If we knew what we were doing, it wouldn’t be called research.

—Albert Einstein

Spikes


Note: This article is part of Extended SAFe Guidance and represents official SAFe content that cannot be accessed directly from the Big Picture.


Spikes are a type of SAFe Enabler Story. Defined initially in Extreme Programming (XP), spikes represent activities such as exploration, architecture, infrastructure, research, design, and prototyping. Their purpose is to gain the knowledge necessary to reduce the risk of a technical approach, better understand a requirement, or increase the reliability of a story estimate.

Like other stories, spikes are estimated, implemented and demonstrated. They also provide a mechanism and workflow that Agile Release Trains (ARTs) use to help determine the viability of Epics.

Details

Agile and Lean value facts over speculation. When faced with a question, risk, or uncertainty, Agile Teams conduct small experiments before moving to implementation rather than speculate about the outcome or jump to a Solution. Teams may use spikes in a variety of situations:

  • Estimate new Features and Capabilities to analyze the implied behavior, providing insight into the approach for splitting them into smaller, quantifiable pieces
  • Perform feasibility analysis and other activities that help determine the viability of Epics
  • Conduct primary research to familiarize them with a new technology or domain
  • Gain confidence in a technical or functional approach, reducing risk and uncertainty

Spikes may involve creating a small program, research activity, or test demonstrating new functionality.

Technical and Functional Spikes

Spikes primarily come in two forms: technical and functional.

Functional spikes – They are used to analyze overall solution behavior and determine the following:

  • How to break down and organize work
  • Where risk and complexity exist
  • How to use insights to influence implementation decisions

Technical spikes – They are used to research various approaches in the solution domain. For example:

  • Determine a build-versus-buy decision
  • Evaluate the potential performance or load impact of a new user story
  • Evaluate specific technical implementation approaches
  • Develop confidence about the desired solution path

Some features and user stories may require both types of spikes. Here’s an example:

“As a consumer, I want to see my daily energy use in a histogram to quickly understand my past, current, and projected energy consumption.”

In this case, a team might create both types of spikes:

  • A technical spike – to research how long it takes to update a customer display to current usage, determining communication requirements, bandwidth, and whether to push or pull the data
  • A functional spike – Prototype a histogram in the web portal and get some user feedback on presentation size, style, and charting

Guidelines for Spikes

Since spikes do not directly deliver user value, use them sparingly. However, they do create knowledge and learning. The following suggested guidelines apply.

Quantifiable, Demonstrable, and Acceptable

Like other stories, spikes are put in the Team Backlog, estimated, and sized to fit in an iteration. Spike results may differ from a story because they often produce information rather than working code. They should develop only the information required to identify and size the stories that drive it confidently or to determine the best technical approach.
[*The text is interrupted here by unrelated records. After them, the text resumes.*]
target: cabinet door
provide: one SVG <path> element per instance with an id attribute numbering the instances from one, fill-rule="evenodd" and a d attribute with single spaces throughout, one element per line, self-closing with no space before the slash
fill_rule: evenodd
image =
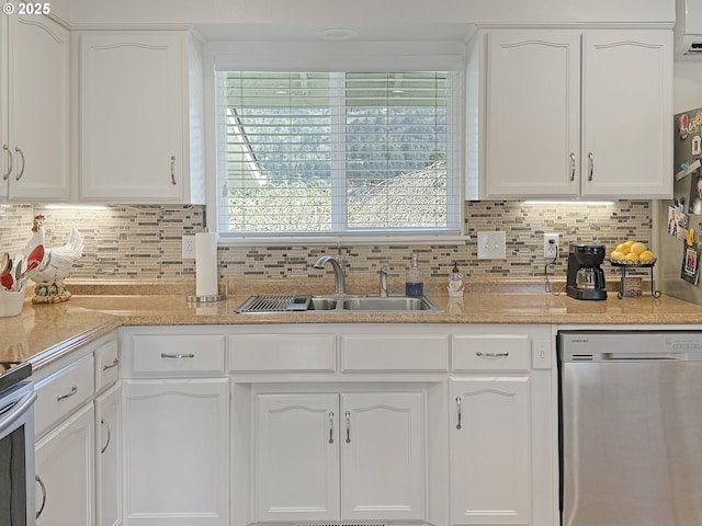
<path id="1" fill-rule="evenodd" d="M 122 385 L 95 399 L 95 524 L 122 524 Z"/>
<path id="2" fill-rule="evenodd" d="M 423 395 L 342 395 L 341 418 L 341 521 L 422 521 Z"/>
<path id="3" fill-rule="evenodd" d="M 8 136 L 8 26 L 12 16 L 0 16 L 0 199 L 8 198 L 10 180 L 10 138 Z"/>
<path id="4" fill-rule="evenodd" d="M 69 32 L 41 15 L 8 21 L 9 198 L 66 201 Z"/>
<path id="5" fill-rule="evenodd" d="M 80 36 L 80 193 L 181 202 L 186 71 L 179 34 Z"/>
<path id="6" fill-rule="evenodd" d="M 488 35 L 487 197 L 579 192 L 580 35 Z"/>
<path id="7" fill-rule="evenodd" d="M 36 444 L 37 526 L 93 525 L 93 431 L 90 403 Z"/>
<path id="8" fill-rule="evenodd" d="M 455 525 L 531 524 L 530 380 L 451 381 Z"/>
<path id="9" fill-rule="evenodd" d="M 125 525 L 228 526 L 228 381 L 123 382 Z"/>
<path id="10" fill-rule="evenodd" d="M 339 396 L 256 396 L 257 521 L 339 519 Z"/>
<path id="11" fill-rule="evenodd" d="M 584 36 L 582 194 L 666 198 L 672 192 L 672 33 Z"/>

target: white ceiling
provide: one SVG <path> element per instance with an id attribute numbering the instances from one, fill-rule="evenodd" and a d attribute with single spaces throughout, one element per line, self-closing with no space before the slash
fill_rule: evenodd
<path id="1" fill-rule="evenodd" d="M 356 41 L 397 42 L 432 41 L 465 42 L 475 32 L 473 24 L 364 24 L 364 25 L 301 25 L 301 24 L 197 24 L 207 41 Z"/>

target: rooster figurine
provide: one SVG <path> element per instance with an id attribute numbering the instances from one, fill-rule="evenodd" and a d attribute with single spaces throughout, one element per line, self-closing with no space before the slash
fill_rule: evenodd
<path id="1" fill-rule="evenodd" d="M 42 215 L 34 217 L 34 225 L 32 227 L 34 237 L 30 240 L 30 243 L 38 244 L 44 242 L 44 219 L 45 217 Z M 46 249 L 44 261 L 38 272 L 32 276 L 32 281 L 36 283 L 36 296 L 32 298 L 32 302 L 58 304 L 60 301 L 68 301 L 71 295 L 66 288 L 64 279 L 68 276 L 73 262 L 78 260 L 82 253 L 83 239 L 75 227 L 70 232 L 68 243 L 63 247 Z"/>

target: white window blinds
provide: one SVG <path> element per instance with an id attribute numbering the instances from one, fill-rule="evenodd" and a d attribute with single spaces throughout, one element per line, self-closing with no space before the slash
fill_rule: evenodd
<path id="1" fill-rule="evenodd" d="M 457 85 L 446 71 L 219 71 L 219 232 L 457 233 Z"/>

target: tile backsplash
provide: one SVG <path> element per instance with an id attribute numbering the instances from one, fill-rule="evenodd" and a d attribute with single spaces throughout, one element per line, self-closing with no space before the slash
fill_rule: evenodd
<path id="1" fill-rule="evenodd" d="M 565 275 L 568 243 L 601 243 L 608 248 L 626 239 L 648 243 L 652 204 L 620 201 L 612 205 L 530 204 L 518 201 L 465 204 L 464 244 L 362 247 L 220 247 L 220 277 L 321 276 L 312 268 L 322 253 L 341 253 L 349 274 L 375 277 L 387 265 L 389 275 L 404 276 L 410 252 L 419 254 L 427 276 L 446 276 L 453 262 L 471 278 L 536 277 L 543 275 L 543 233 L 561 233 L 561 251 L 554 271 Z M 115 205 L 105 209 L 46 209 L 39 205 L 1 205 L 0 251 L 21 250 L 31 236 L 35 214 L 46 216 L 46 245 L 66 243 L 71 227 L 83 237 L 83 258 L 75 263 L 71 281 L 192 279 L 194 261 L 182 261 L 181 237 L 202 231 L 204 206 Z M 503 230 L 505 260 L 477 259 L 477 232 Z"/>

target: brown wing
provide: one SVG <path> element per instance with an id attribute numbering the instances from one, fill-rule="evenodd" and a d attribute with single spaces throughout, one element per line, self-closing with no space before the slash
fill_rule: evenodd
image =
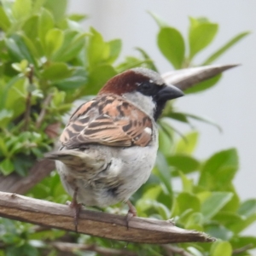
<path id="1" fill-rule="evenodd" d="M 152 128 L 150 118 L 122 97 L 99 96 L 75 111 L 61 142 L 68 148 L 88 143 L 146 147 Z"/>

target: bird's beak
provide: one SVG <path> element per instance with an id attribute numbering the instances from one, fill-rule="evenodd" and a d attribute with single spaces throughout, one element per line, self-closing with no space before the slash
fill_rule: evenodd
<path id="1" fill-rule="evenodd" d="M 183 92 L 174 85 L 164 85 L 157 94 L 157 101 L 167 102 L 183 96 Z"/>

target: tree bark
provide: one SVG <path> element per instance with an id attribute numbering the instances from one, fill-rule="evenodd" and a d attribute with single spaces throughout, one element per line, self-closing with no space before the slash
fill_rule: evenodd
<path id="1" fill-rule="evenodd" d="M 0 216 L 50 228 L 74 231 L 74 209 L 66 205 L 0 192 Z M 195 230 L 176 227 L 172 221 L 133 217 L 126 226 L 125 216 L 82 210 L 78 232 L 140 243 L 213 241 Z"/>

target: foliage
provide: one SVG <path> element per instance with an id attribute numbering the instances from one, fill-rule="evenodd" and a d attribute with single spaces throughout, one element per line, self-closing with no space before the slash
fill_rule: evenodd
<path id="1" fill-rule="evenodd" d="M 96 94 L 111 77 L 127 68 L 143 66 L 157 70 L 148 55 L 137 49 L 140 57 L 128 56 L 116 63 L 121 40 L 104 41 L 94 28 L 84 32 L 79 21 L 85 16 L 66 15 L 66 0 L 8 0 L 0 2 L 0 172 L 20 176 L 37 159 L 49 151 L 62 116 L 75 100 Z M 189 18 L 189 41 L 154 14 L 160 26 L 158 47 L 174 68 L 194 66 L 195 56 L 208 46 L 218 25 L 205 18 Z M 245 37 L 242 32 L 210 55 L 203 65 Z M 186 45 L 189 49 L 186 49 Z M 188 90 L 205 90 L 218 81 L 215 77 Z M 173 103 L 159 122 L 160 150 L 153 173 L 132 197 L 138 215 L 160 219 L 174 218 L 177 225 L 208 233 L 218 239 L 212 244 L 183 243 L 178 246 L 191 255 L 250 255 L 256 238 L 242 232 L 256 218 L 256 200 L 241 201 L 232 180 L 238 171 L 235 148 L 198 160 L 193 152 L 199 134 L 193 131 L 177 135 L 172 119 L 189 123 L 194 114 L 176 112 Z M 182 188 L 172 188 L 179 180 Z M 30 196 L 64 203 L 68 195 L 53 172 L 28 194 Z M 108 207 L 123 213 L 123 205 Z M 125 243 L 60 230 L 40 231 L 32 224 L 0 219 L 1 255 L 61 255 L 49 241 L 69 241 L 123 248 Z M 165 255 L 160 246 L 129 244 L 127 249 L 140 255 Z M 237 253 L 238 251 L 236 251 Z M 76 255 L 85 255 L 74 252 Z M 87 254 L 86 254 L 87 255 Z M 96 255 L 92 253 L 91 255 Z"/>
The output of a spike is demonstrable, both to the team and to any other stakeholders, which brings visibility to the research and architectural efforts and helps build collective ownership and shared responsibility for decision-making. The Product Owner accepts spikes that have been demoed and meets its acceptance criteria.

Timing of Spikes

Since they represent uncertainty in one or more potential stories, planning for both the spike and the resulting stories in the same iteration is sometimes risky. However, if it’s small and straightforward, and a quick solution is likely to be found, doing both in the same iteration can be efficient.

The Exception, Not the Rule

Every user story has uncertainty and risk. That’s the nature of Agile development. The team discovers the right solution through discussion, collaboration, experimentation, and negotiation. Every user story contains spike-like activities to identify the technical and functional risks. The goal of an Agile Team is to learn how to address uncertainty in each iteration. Spikes are critical when high uncertainty exists or there are many unknowns.

 


Learn More

[1] Leffingwell, Dean. Agile Software Requirements: Lean Requirements Practices for Teams, Programs, and the Enterprise. Addison Wesley, 2011.